Assim, nos dois anos seguintes, conheci o Padre Judge intimamente. Li reportagens sobre seus 25 anos de ministério paroquial em Nova Jersey, um período tão bem-sucedido que os jornais estavam ansiosos para escrever perfis sobre ele. Entrevistei pessoas que o conheciam bem: bombeiros, frades, membros dos Alcoólicos Anônimos, colegas em seu ministério pioneiro com HIV/AIDS, membros da comunidade católica LGBTQ+ de Nova York e vários amigos próximos. Assisti a reportagens sobre sua vida produzidas após o 11 de setembro e li biografias já publicadas. Assisti a um documentário sobre sua vida, " O Santo do 11 de Setembro" , que continha muitas cenas de seu ministério ativo em diversas áreas.
Conheci um homem cujos ministérios variados e diversos eram unidos por seu espírito franciscano de amor por toda a criação, especialmente pelos mais vulneráveis do mundo. Conheci um homem que se sentia à vontade sentado ao lado da Primeira-Dama dos Estados Unidos em um café da manhã de oração na Casa Branca, e igualmente à vontade conversando em verdadeira amizade com os moradores de rua que conhecia em Manhattan. Ele era um homem que podia pregar na Catedral de São Patrício em missas fúnebres para bombeiros falecidos, e também podia marchar com orgulho na Parada de São Patrício para Todos, um evento inclusivo para a comunidade LGBTQ+, criado porque pessoas LGBTQ+ eram excluídas da marcha na Quinta Avenida.

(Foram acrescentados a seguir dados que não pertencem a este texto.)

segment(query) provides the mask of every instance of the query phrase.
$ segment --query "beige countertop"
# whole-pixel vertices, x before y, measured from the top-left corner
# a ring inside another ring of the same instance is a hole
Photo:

Embora não tenha assumido publicamente sua orientação sexual durante a vida, ele também não a manteve em segredo. Muitos de seus amigos sabiam de sua identidade. Um deles me contou que, quando Judge ministrava a homens gays hospitalizados com HIV/AIDS, ele frequentemente contava uma piada, dava um olhar, sorria ou piscava para que soubessem que ele entendia pessoalmente o estigma que eles enfrentavam por causa de sua identidade sexual.

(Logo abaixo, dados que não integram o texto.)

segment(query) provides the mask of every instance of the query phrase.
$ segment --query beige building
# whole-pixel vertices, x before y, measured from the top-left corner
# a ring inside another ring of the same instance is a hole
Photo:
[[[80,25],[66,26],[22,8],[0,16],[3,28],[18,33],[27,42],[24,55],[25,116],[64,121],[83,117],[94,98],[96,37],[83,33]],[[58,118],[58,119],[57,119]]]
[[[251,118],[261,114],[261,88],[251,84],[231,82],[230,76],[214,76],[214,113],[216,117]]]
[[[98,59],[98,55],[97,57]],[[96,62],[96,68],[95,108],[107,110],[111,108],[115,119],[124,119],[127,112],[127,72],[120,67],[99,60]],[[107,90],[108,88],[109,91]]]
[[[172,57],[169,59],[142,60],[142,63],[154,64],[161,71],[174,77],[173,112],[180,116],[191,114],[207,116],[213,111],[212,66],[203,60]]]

Judge não era escritor, por isso deixou poucos registros de seus pensamentos. No entanto, um amigo gay o incentivou a manter um diário sobre sua identidade sexual, o que Judge fez, embora, devido à sua vida agitada, não o tenha mantido por muito tempo. Na biografia, citei várias passagens importantes e profundas desse diário, que revelam a profunda aceitação de sua identidade como um dom e uma bênção de Deus.
Uma frase do diário me chamou a atenção profundamente. Ao comentar sobre sua sexualidade, Judge escreveu:
“Estou tão vivo quanto posso estar.”
Uma frase simples, mas com lições profundas para pessoas que estão no processo de aceitar sua identidade LGBTQ+: "Estou tão vivo quanto posso estar". Considero essa frase o antídoto para a vergonha e para evitar a autoaceitação. Ela revela a plenitude e a completude que se experimenta ao aceitar a bela maneira como Deus criou cada indivíduo.

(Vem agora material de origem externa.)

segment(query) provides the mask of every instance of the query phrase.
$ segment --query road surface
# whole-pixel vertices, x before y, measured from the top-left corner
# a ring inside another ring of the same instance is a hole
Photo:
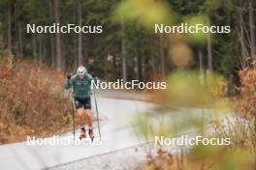
[[[100,119],[102,119],[102,139],[100,142],[95,139],[98,141],[96,145],[75,145],[74,143],[71,145],[49,145],[48,143],[47,145],[28,145],[27,141],[2,145],[0,146],[0,169],[47,169],[146,142],[144,138],[136,135],[134,128],[138,125],[135,125],[134,119],[138,115],[144,114],[145,111],[157,109],[157,105],[140,100],[109,97],[98,97],[97,100]],[[92,103],[95,107],[93,99]],[[199,109],[192,112],[194,115],[201,115]],[[149,124],[153,125],[154,123]],[[94,133],[97,137],[97,124],[94,124]],[[79,129],[76,131],[76,139],[78,139]],[[52,138],[53,136],[48,139]],[[61,135],[60,138],[73,139],[73,134],[69,132]]]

Encerrei a seção do livro sobre a identidade sexual do Padre Judge com um parágrafo que mostra como seu exemplo de autoaceitação e acolhimento pode ajudar o resto da Igreja:
“A vida do Padre Mychal Judge, OFM, oferece um roteiro de como, por meio da escuta atenta, da aceitação humilde, da vulnerabilidade corajosa e do acolhimento de todas as pessoas, a Igreja pode dar passos para melhorar seu relacionamento com a comunidade LGBTQ+ e com todos os que estão à margem da sociedade.”